Book Read Free

September Castle

Page 18

by Simon Raven


  ‘So, perhaps things aren’t too bad after all, Henri thought: it is his Écrevisse, when all is said, and if only it can be found and handed over without fuss, then he’ll go away happy, and I shall be given my rake-off, and no one will be any the worse for it. In which case, should he send for Lalage or return to Ilyssos with Phaedron? Well, there was no need to worry about that just yet.

  ‘So Henri now has a different perspective on the matter and is far happier than he has been for many a day. The Castellan, on the other hand, is in it up to the eyeballs. He does not know what is in the shrine, but he does know that he has been warned, on pain of death and worse, to keep absolutely out of it; and he also knows that a gang which tried to break into it some fifteen months ago came to a very sanguinary end – each and every one of them. On the other hand, this is not a drunken foot-soldier after loot, it is the Lord Phaedron of Ilyssos, ally of the Villehardouin Lords of Achaea, accompanied and vouched for by Henri, Sire de Longeuil, requesting to visit what purports to be his dead daughter’s shrine, where he will kneel and pray for her soul.

  ‘So if you were that unlucky Castellan, what would you do, chums?’

  ‘Send to Hubert at Avallon?’ suggested Jo-Jo. ‘It was Hubert who put the embargo on the shrine. Let him come and do the explaining.’

  ‘But, nittikins, it would take weeks to send to Avallon – and for anything they know Hubert has long since returned to Romany, thankfully leaving his stumpy, boring, patient dame behind him.’

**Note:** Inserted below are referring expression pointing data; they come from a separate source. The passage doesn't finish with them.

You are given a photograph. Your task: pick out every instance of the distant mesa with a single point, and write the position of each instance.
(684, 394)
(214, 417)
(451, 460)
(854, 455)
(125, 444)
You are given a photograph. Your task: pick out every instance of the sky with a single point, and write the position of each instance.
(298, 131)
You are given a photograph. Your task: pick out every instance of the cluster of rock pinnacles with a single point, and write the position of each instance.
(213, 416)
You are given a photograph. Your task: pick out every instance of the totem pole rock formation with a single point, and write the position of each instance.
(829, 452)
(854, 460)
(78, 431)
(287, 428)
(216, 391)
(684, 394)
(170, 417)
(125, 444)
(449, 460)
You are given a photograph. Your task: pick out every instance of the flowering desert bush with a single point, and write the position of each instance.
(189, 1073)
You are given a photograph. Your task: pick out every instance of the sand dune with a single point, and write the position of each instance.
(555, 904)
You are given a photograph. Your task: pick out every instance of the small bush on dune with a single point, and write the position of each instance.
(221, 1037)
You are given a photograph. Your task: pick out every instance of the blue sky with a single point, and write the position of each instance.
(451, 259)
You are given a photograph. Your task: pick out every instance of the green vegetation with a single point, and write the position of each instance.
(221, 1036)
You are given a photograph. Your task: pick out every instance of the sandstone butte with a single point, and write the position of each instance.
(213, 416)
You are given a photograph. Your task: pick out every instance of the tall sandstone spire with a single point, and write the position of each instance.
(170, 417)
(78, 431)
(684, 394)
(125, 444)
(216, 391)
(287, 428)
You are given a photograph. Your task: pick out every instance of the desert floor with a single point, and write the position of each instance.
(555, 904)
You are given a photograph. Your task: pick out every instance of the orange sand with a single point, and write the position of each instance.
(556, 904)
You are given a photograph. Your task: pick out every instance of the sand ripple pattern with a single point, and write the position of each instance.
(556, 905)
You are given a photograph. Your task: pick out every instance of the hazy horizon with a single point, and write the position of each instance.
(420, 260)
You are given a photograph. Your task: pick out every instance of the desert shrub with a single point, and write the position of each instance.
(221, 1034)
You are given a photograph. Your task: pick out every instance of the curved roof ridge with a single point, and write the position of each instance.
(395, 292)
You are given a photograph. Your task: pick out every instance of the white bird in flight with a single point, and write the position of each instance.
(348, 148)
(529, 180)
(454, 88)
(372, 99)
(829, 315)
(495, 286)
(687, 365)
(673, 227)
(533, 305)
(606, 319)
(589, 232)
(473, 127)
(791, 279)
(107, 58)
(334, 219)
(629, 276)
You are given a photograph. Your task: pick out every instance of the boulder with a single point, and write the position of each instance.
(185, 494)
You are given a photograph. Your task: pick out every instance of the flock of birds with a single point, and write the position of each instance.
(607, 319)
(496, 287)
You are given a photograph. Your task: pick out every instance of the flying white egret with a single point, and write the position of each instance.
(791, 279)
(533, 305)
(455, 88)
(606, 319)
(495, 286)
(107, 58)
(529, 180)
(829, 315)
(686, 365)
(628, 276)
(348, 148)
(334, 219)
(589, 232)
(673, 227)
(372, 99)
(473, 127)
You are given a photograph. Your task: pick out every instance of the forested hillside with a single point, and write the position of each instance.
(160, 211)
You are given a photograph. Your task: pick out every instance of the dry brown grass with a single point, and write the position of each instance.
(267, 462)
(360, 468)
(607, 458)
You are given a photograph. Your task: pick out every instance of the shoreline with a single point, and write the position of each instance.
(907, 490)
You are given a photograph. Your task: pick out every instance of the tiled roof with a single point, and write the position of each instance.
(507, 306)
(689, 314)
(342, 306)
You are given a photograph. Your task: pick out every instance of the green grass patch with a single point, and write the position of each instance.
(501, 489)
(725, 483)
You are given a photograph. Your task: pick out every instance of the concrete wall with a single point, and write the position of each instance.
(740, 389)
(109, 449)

  ‘I think,’ said Len, ‘that I’d have given this Kyrios number the key, then told him it was shopping day and vanished into Dieppe.’

  ‘There wasn’t a key. The shrine had been sealed and then re-sealed, remember. There was indeed a west door that faced the tilting meadow, but it was now secured by three colossal bolts on the outside, all of which had been welded into place by a master ironsmith – something else which the Castellan was going to have to explain, without, poor sod, having any idea of the reason, beyond Hubert’s exhortation to stay out at any price.’

  ‘Yes,’ conceded Len, ‘that Castellan was certainly on a crappy wicket.’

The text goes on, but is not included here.